Water Infrastructure Falling Apart Nation-wide

Water statistics: 2.5% of all water is fresh (drinkable), 69% of fresh water is locked up in glaciers and ice caps, in the USA 37% (of 127 trillion gallons) is used for irrigation, 1,847 gallons to produce 1 lb beef, 35.7 gallons to make 1 egg, 400 gallons/day/avg home in USA

Water used in energy production (power plants need large quantities of water): 900 gallons of water per MWh of nuclear power electricity, 585 gallons per MWh fossil fuel electricity

Calling All Plumbers

Nicholas S. Wigginton. 17 Feb 2012.Science vol 335.

Water infrastructure is in dire need of rebuilding and modernization for economic and safety. Leaking pipes result in the loss of 7 billion gallons of clean, treated drinking water every day in the United States alone. Water distribution networks are a hodgepodge of aging original pipes, replacement pipes, and pipes made from new materials; moreover, external pressures change over time. It is therefore difficult to predict when a system—let alone an individual pipe—will fail.  Water Res. 10.1016/ j.watres.2012.01.036  (2012).

A Severe Winter Breaks Budgets as Well as Pipes

Feb 16, 2014. Jesse McKinley.New York Times.

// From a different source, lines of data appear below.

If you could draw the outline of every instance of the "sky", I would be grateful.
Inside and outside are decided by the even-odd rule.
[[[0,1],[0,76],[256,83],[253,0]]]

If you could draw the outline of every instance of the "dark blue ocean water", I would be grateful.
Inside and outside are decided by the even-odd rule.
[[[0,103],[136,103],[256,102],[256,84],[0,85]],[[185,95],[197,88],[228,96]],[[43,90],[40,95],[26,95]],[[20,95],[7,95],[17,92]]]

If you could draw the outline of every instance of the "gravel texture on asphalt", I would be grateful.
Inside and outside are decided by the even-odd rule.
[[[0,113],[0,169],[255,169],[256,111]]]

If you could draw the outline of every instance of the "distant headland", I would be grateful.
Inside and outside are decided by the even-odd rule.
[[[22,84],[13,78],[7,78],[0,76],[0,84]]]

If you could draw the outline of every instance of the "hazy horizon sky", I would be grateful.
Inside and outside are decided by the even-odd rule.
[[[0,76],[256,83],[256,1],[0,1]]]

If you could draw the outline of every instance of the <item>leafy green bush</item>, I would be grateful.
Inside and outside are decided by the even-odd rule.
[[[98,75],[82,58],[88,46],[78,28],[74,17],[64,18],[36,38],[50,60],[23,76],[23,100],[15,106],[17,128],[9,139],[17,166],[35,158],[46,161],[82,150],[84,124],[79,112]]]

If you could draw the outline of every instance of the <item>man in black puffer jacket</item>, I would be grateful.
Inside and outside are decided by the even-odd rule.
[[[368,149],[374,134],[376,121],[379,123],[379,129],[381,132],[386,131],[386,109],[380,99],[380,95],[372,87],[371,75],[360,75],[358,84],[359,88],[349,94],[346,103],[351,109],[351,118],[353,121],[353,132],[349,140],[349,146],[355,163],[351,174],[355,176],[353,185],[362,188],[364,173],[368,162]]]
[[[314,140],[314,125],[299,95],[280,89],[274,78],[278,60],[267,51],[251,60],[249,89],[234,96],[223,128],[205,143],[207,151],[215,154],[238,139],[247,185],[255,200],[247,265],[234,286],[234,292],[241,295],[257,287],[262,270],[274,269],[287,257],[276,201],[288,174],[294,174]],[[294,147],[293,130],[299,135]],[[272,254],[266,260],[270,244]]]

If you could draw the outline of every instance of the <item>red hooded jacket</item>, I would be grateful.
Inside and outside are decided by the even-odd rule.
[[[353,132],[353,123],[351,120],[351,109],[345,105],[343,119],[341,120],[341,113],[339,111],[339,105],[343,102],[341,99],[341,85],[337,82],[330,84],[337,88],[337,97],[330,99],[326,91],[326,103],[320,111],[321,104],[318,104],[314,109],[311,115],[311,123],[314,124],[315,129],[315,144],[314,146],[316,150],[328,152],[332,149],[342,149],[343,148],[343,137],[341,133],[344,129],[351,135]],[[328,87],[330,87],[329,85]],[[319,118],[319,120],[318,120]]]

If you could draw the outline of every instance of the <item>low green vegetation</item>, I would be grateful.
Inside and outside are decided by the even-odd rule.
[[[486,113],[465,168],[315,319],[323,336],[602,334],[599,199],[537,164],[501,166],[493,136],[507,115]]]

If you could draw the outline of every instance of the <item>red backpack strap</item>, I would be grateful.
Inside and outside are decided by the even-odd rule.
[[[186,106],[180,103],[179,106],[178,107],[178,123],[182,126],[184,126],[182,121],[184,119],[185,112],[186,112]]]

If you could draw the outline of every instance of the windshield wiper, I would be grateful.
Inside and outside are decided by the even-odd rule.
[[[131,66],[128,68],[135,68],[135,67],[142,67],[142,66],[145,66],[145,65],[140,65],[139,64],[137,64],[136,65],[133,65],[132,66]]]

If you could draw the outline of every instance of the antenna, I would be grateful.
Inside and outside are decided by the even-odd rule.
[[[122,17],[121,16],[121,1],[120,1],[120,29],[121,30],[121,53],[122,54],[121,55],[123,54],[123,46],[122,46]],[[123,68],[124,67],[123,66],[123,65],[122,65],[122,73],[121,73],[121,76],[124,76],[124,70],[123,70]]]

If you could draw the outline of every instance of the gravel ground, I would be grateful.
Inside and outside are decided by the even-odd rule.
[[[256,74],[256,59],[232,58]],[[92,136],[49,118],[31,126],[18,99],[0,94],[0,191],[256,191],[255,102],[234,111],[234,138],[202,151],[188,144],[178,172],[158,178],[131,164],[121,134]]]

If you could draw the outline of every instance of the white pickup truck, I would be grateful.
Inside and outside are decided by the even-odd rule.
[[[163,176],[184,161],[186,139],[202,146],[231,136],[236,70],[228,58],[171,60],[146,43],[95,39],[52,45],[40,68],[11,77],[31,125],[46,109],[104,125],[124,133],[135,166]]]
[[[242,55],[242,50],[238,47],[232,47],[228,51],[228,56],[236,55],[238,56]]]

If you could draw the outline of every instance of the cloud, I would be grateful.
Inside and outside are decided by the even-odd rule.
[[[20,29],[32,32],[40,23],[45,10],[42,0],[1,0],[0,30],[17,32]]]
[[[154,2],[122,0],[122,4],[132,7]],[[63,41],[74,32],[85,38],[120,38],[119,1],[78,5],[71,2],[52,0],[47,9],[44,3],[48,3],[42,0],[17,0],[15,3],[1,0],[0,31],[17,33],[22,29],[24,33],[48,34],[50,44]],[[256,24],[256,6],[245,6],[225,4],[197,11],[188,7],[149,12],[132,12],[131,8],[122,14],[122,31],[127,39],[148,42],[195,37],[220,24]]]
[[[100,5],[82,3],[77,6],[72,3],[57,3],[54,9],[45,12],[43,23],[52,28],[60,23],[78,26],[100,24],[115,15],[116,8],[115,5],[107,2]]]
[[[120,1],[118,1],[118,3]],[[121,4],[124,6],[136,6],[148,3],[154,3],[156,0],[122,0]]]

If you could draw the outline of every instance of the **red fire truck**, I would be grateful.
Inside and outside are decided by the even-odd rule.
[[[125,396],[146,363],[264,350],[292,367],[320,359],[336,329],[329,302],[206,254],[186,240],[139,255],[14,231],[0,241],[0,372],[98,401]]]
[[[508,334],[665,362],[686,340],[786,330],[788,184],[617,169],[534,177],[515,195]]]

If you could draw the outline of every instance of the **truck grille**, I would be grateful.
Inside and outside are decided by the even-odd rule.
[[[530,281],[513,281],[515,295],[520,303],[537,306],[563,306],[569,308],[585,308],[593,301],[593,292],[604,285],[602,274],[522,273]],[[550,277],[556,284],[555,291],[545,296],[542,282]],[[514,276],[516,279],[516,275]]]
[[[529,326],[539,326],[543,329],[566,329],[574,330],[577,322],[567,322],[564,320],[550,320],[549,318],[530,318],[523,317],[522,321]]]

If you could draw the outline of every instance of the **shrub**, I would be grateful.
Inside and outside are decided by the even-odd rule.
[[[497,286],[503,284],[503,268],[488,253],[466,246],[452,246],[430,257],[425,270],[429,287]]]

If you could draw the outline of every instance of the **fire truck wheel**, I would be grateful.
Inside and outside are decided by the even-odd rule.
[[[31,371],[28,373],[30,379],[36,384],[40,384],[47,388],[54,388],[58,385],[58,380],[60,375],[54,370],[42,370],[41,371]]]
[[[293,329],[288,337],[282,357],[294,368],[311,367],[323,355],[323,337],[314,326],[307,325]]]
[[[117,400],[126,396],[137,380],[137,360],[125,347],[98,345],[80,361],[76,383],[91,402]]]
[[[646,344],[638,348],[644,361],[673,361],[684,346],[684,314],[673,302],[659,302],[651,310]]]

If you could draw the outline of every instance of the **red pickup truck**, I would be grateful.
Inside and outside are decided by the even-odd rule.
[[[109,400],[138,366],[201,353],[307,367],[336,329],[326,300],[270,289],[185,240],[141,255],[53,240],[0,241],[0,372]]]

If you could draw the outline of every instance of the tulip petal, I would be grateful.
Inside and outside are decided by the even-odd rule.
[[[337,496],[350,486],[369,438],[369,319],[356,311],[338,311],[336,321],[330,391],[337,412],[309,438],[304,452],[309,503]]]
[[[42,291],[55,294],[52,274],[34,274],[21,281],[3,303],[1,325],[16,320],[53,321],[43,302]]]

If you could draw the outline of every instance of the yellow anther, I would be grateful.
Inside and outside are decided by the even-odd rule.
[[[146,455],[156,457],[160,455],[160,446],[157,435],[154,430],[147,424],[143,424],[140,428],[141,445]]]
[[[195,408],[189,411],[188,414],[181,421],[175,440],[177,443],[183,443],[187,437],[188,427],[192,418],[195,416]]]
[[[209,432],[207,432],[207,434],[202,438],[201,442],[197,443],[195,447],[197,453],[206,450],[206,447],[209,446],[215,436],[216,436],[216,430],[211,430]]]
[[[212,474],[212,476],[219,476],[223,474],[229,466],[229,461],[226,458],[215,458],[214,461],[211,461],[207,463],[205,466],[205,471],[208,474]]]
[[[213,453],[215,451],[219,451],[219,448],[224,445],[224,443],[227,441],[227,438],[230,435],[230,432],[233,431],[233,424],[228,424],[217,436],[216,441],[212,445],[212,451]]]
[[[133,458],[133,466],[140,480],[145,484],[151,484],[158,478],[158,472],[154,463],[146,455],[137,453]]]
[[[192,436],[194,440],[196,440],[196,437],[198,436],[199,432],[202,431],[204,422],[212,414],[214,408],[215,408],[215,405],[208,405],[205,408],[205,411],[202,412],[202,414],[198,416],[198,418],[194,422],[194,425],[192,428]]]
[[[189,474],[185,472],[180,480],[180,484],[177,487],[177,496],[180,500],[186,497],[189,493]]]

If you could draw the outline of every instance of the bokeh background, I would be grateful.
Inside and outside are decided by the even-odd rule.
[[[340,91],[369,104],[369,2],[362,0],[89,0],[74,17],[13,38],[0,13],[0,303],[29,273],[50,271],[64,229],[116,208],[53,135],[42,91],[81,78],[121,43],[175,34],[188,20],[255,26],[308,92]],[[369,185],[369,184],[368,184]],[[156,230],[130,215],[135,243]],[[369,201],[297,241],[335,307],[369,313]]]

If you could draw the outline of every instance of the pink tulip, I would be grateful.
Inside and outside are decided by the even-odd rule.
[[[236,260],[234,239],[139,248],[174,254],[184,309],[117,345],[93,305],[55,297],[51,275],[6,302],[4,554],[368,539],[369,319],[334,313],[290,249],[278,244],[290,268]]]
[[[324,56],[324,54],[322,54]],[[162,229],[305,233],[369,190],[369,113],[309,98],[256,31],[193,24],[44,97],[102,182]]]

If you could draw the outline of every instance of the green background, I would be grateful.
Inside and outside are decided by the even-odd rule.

  • Syracuse has had at least 100 main breaks since the start of the year, a large number for a city of 145,000.  Mayor Stephanie A. Miner said “You don’t cut ribbons for new water mains, but that’s really what matters,” she said.
  • Detroit, the largest American municipality ever to enter bankruptcy, was already suffering from an aging, neglected infrastructure; Darryl Latimer, deputy director of the city’s Water and Sewerage Department, said that after a wave of retirements, the department’s staff, like the budget for water main repair, was not up to the job. To those burdens, this winter added persistent subzero temperatures and heavy snow, contributing to about 500 water main breaks in January, compared with about 300 a year earlier, forcing the city to hire outside crews to try to keep up.  The major break last week in Detroit, in a pipe dating to about 1890, sent water gushing through gaps in the pavement in front of a grocery store, and submerged streets in a 12-block radius to a depth of as much as two feet.
  • Baltimore. 353 water mains ruptured in January, one-third as many as in all of 2013.
  • New York. A 137-year-old main that popped in Lower Manhattan turned some of the most stylish streets in Greenwich Village into a temporary Venice.
  • Boston. A break in Boston’s Chinatown nearly swallowed a public works truck.

“Cities still do not have a lot of cash available, so this particular storm season is having a really severe impact on their budgets,” said James Brooks, a director for community development and infrastructure at the National League of Cities. “We’ve also had many years of disinvestment in things like roads, bridges, water and sewer systems, which makes them more vulnerable.”

Cold weather is tough on water systems because as the water chills, metal pipes contract. At the same time, frost and ice cause the ground to expand, adding pressure.

In addition to the direct costs to governments, harsh weather can also mean lower tax revenue by slowing economic activity.

Detroit’s water drains away from ravaged pipes

Dec 11, 2013. Corey Williams. Associated Press.

Modern technology can help track leaks but that’s an expense that Detroit, with a network of 100-year-old cast iron pipes, can’t afford.

As Detroit goes through the largest municipal bankruptcy in U.S. history, the city’s porous water system illustrates how some of its resources are still draining away even as it struggles to stabilize its finances and provide basic services.

More than 30,000 buildings stand vacant in neighborhoods hollowed out by Detroit’s long population decline, vulnerable to metal scavengers who rip out pipes, leaving the water to flow. The city’s water system has no way of tracking the leaks, and the water department doesn’t have enough workers to check every structure. Sometimes, the water can run for years.

The city’s five water treatment plants pump more than 600 million gallons of drinking water across Detroit’s 139 square miles each day, billing residents for the volume used.  It costs a $250,000 a day to produce that much drinking water ($400 per million gallons), and $500,000 a day for sewage treatment ($800 per million gallons).

In a city with an estimated $18 billion debt, the department has a debt of about $5.9 billion. The water department has lost more than 400 jobs in the last few years, and one study has proposed cutting half of the 1,700 positions left.  Detroit, which once had 1.8 million people, is now down to about 700,000.